The changeover was always going to be weird. A different group, a different dynamic, but quickly I met people who challenged and entertained me.
Nic and I bonded immediately and proceeded to tease each other mercilessly, disrupting the silent forest walks. Jude and I tried Zumba for the first time and laughed at each other when we failed dismally and high fived when we didn’t. Delia and I took Zumba to the next level, attempting to out-sass each other, and others drifted sweetly in and out shared space.
I struggled with the second week of juicing. After feeling such rapid improvement in the first week, it was frustrating to feel it grind to a halt in the second. I berated myself, disappointed that my dream of a Turkish overhaul was not to be as swift as I had hoped.
I drew zen cards with Kenny and was encouraged with the messages of my place in this world, living intensely, acceptance, sexuality and being alive and full of possibilities. And I spoke to Felicity of recovery. She works with cancer patients and likens it to pregnancy – nine months of treatment, followed by that time again recovering. She reminded me that I only finished treatment three months ago, and while my recovery thus far has been exceptional, it will take more time to heal.
And my recovery has been exceptional, the last two weeks has ramped it right up too. I look and feel amazing, nourished and calm. I laugh and make plans, I think about my future again. And while progress has felt slow, I’ve lost 5-7cm off each my chest, stomach and hips. I walk taller and want to continue eating well and moderately and move my body to keep the momentum of my progress. My chest has opened right up. It still hurts if I overuse or stretch it, but it’s way more flexible than it’s been since surgery.
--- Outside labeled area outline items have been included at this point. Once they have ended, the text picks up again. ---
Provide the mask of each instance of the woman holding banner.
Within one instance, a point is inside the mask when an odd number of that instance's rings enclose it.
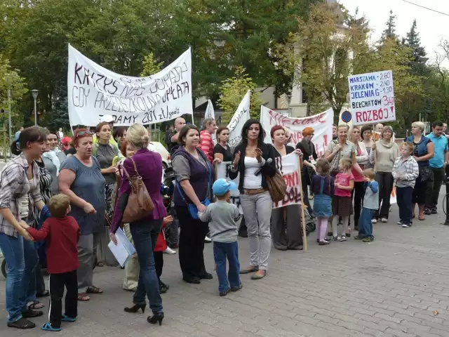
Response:
[[[213,148],[213,157],[222,161],[232,161],[231,147],[227,145],[229,140],[229,129],[220,126],[217,130],[217,145]]]
[[[315,166],[311,164],[312,160],[316,160],[318,155],[315,150],[315,145],[311,142],[314,138],[315,130],[313,128],[307,127],[302,130],[302,140],[296,145],[296,148],[300,150],[304,154],[304,166],[301,171],[302,182],[302,193],[304,195],[304,203],[307,206],[307,211],[311,215],[314,214],[312,208],[309,201],[309,192],[307,186],[309,186],[311,182],[311,176],[315,173]],[[312,197],[313,198],[313,197]]]
[[[286,156],[292,152],[302,157],[300,150],[285,145],[286,133],[280,125],[275,125],[270,132],[274,157]],[[302,165],[301,165],[302,166]],[[273,209],[272,211],[272,235],[273,245],[279,251],[302,250],[301,205],[293,204]]]
[[[412,123],[412,136],[405,139],[406,142],[413,144],[413,156],[420,168],[420,175],[416,178],[412,197],[412,217],[415,218],[415,208],[417,204],[420,220],[424,220],[424,208],[426,204],[427,185],[432,180],[429,159],[434,157],[434,143],[422,134],[424,126],[422,121]]]
[[[276,174],[276,165],[274,148],[264,143],[263,133],[260,121],[246,121],[241,129],[241,142],[234,151],[229,171],[231,179],[235,179],[240,173],[240,201],[250,244],[250,266],[240,272],[255,272],[252,279],[265,277],[272,248],[270,218],[273,201],[266,177]]]
[[[373,218],[376,223],[380,218],[382,223],[388,222],[390,210],[390,195],[393,190],[393,165],[401,154],[399,147],[393,140],[393,128],[384,126],[380,133],[380,139],[373,145],[370,161],[374,164],[375,180],[379,183],[379,209]]]
[[[361,130],[358,126],[352,126],[349,131],[349,138],[356,147],[356,159],[358,166],[361,169],[363,169],[365,164],[368,162],[368,152],[365,144],[361,141]],[[362,210],[362,201],[365,197],[365,176],[363,174],[359,174],[354,166],[351,171],[354,176],[354,189],[351,192],[351,197],[354,200],[354,227],[351,227],[351,217],[349,216],[349,227],[358,230],[358,219],[360,218],[360,212]]]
I’m stronger and have more endurance. In the second week I added some of the high intensity workouts to my day and have been able to do most of the activity, with an average day including two rebounding sessions, two yoga classes, a 5km walk and a fitness class. Incredible.
Two weeks have flashed by leaving me glowing with good health and serenity.
The last morning was poignant, as it always is when change is impending.
Rebounding had me bouncing higher and yoga had me stretching further than I have in months. I lingered after on the yoga platform, chatting to the instructors, Kenny and Victoria until the shower called.
“Can you stick around for a bit?” Kenny asked. Odd. But “Sure”.
A few minutes later I heard bustling and burst into tears as they carried the couch from under the olive tree to the yoga platform. In my therapy sessions during chemotherapy, I had pictured my happy place to keep the hysteria at bay, and it was the couch from under olive tree on the yoga platform. They had recreated my peaceful place.
Kenny placed me on the couch and covered me tenderly with a blanket.
Overwhelmed by the sweetness of their action, my time at Juicy Mountain ending and horrific flashbacks to chemotherapy, I wept.
I’ve dreamed of this place, it was my sanctuary as I was undone by the poison administered to save my life. It took me back to a time when I was so broken and terrified, unable to look after myself and dare to hope that I would live.
Tears soaked my cheeks as I sobbed uncontrollably, trying to remember what my therapist taught me about sitting quietly, breathing steadily and thinking of my peaceful place, but being in my vision turned that all upside down.
Kenny returned, bringing a glass of tea and a dirty rock. He told me that the rock was from Juicy Mountain and is limestone so can absorb concerns and suggested I place it in my tea so it could take my worries.
Dirt fizzed to the top then sank as I dropped the stone in. I drank the scalding tea and let my trauma be absorbed by the rock. I’ve been so frustrated by my recovery, taking that time to remember how ill I was reminds me of how far I’ve come.
Peace settled across me like the blanket on my lap as I gazed into the endless valley and drank my gritty tea.